Mundo das Palavras

A crucificação de Guevara por Kike Paya

O Guevara com olhar maroto e charuto enorme pregado na cruz é uma caricatura de Kikelin, pseudônimo de Kike Paya, artista gráfico espanhol que vive em Segorbe, uma localidade com menos de 10 mil habitantes. Não é nesta pequena população, no entanto, que está todo o público de Paya. Graças à Pinterest, rede social de compartilhamento de imagens, seus trabalhos chegam a muitos países.
 
O local de origem da inspiração de Paya pode ser facilmente localizado. Por meio do Google Maps, qualquer pessoa chega rapidamente a La Higuera, a região da Bolívia onde não só se admite a possibilidade de Guevara ter se tornado um santo.
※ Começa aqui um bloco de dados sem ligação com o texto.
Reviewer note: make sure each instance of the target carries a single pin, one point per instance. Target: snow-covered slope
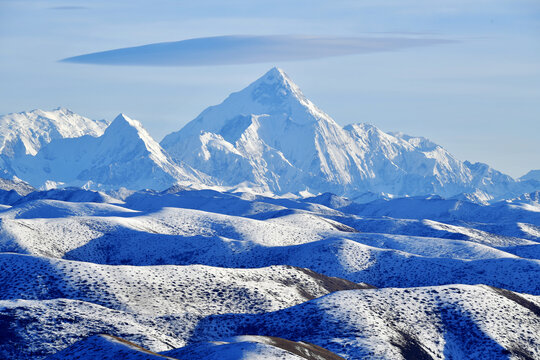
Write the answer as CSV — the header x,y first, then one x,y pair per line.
x,y
253,348
271,137
219,229
531,175
453,322
27,132
124,156
193,268
147,305
106,347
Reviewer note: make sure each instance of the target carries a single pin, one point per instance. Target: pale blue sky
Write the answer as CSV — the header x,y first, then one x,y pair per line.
x,y
479,96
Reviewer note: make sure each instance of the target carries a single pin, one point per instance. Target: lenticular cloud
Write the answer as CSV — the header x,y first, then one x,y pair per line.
x,y
244,49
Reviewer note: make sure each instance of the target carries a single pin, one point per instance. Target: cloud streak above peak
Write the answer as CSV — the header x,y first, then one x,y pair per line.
x,y
247,49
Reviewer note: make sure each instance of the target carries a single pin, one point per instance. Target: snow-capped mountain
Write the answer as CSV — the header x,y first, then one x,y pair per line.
x,y
188,273
270,136
27,132
124,156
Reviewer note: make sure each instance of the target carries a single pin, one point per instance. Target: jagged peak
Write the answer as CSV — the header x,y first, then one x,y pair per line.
x,y
275,82
122,121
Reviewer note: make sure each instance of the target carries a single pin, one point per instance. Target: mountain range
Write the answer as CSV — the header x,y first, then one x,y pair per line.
x,y
268,138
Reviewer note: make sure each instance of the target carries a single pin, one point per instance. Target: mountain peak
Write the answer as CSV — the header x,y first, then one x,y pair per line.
x,y
123,123
275,86
275,75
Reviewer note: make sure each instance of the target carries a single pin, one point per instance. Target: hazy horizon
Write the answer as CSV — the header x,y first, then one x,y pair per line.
x,y
474,93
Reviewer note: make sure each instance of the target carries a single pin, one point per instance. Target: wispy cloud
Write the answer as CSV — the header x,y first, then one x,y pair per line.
x,y
244,49
68,7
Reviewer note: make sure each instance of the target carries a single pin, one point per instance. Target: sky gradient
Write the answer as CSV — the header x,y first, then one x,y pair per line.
x,y
476,92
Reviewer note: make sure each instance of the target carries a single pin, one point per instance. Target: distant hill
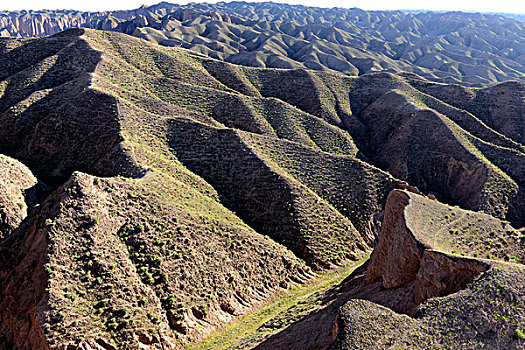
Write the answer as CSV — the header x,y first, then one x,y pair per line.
x,y
159,194
449,47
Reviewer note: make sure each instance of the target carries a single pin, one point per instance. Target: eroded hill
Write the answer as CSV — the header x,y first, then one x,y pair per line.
x,y
187,191
468,48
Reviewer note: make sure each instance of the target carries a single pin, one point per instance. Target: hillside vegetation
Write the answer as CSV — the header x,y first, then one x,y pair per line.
x,y
468,48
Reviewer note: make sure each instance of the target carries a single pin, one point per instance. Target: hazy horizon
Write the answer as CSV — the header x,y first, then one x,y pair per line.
x,y
504,6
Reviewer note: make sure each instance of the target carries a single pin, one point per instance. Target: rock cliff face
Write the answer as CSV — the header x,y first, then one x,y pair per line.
x,y
185,191
451,299
403,257
16,183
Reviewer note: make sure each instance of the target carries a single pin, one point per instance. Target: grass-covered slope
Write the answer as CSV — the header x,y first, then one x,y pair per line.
x,y
450,47
452,300
154,257
187,191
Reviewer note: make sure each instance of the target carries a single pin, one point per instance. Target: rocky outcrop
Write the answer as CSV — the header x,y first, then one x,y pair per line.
x,y
405,258
15,182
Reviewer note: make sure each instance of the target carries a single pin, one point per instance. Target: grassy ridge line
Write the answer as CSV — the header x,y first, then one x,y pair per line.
x,y
228,336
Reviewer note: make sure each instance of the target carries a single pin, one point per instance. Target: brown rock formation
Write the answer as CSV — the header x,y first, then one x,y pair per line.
x,y
405,258
15,179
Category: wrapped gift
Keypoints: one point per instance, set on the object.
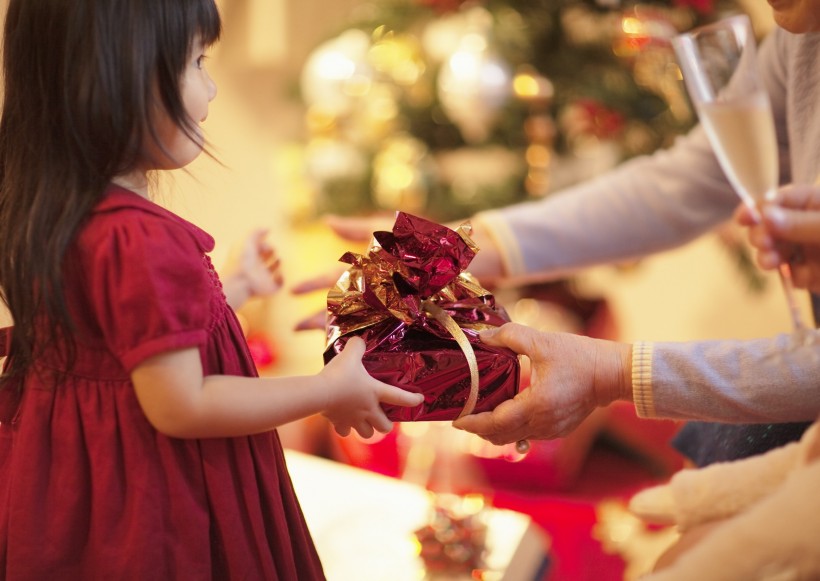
(420, 313)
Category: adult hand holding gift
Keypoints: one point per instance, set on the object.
(419, 314)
Como se acredita que, depois de morto, ele manteve suas habilidades de médico ampliadas. Sendo, assim, capaz operar milagres.
 
Guevara, como é sabido, foi executado pelo exército boliviano, em colaboração com a CIA, numa escola abandonada de La Higuera, em 1967. Seu corpo ficou exposto numa lavanderia onde só pode ser fotografado por Freddy Aborto. Ocorre que a imagem captada por Aborto logo circulou pelo mundo. Impressionando muitas pessoas pela evocação forte que trazia da figura de Cristo morto, preservada no imaginário cristão, por mais de 500 anos. Conforme mostra a escultura “Lamentações Sobre Cristo Morto” dos anos de 1.400, obra do renascentista André Mantegna. A ponto de levar o crítico de arte Vittorio Sgarbi a declarar: para ele uma exposição ideal teria apenas o Cristo morto de Mantegna, ao lado da foto de Aborta.
 
Na Bolívia, a fusão das duas figuras penetrou na cultura e nas artes. Como mostra, por exemplo, um dos poemas da obra “El Che Em La Poesia Boliviana”, no seu título: “Reza a San Ernesto”.
 
Entre católicos conservadores, a santificação do guerrilheiro comunista provoca irritação. Mas, tal sentimento não é compartilhado oficialmente pela hierarquia da Igreja Católica.  Em vez disto, há alguns meses, o papa Francisco manifestou boa vontade em relação aos comunistas. Ao jornal italiano La Reppublica, declarou: “São os comunistas os que pensam como os cristãos”. Referia-se ao sonho idealista de “uma sociedade onde os pobres, os frágeis e os excluídos sejam os que decidam”. Sua Santidade possivelmente se reportava ao início do movimento comunista, quando Karl Marx trancou-se nas bibliotecas de Londres, em busca de uma base científica para a realização daquele sonho de igualdade, de óbvias raízes judaico-cristãs. Obtendo com seu esforço a elaboração de “O Capital”.
 
Portanto, embora Paya tenha o direito de criticar a crença dos bolivianos de La Higuera, com sua caricatura. Ele não está livre de reprovação por parte de quem o considere incapaz de compreender um fenômeno sociocultural-histórico complexo, como o desenvolvimento, nos seres humanos, do sentimento de respeito àquilo que consideram sagrado.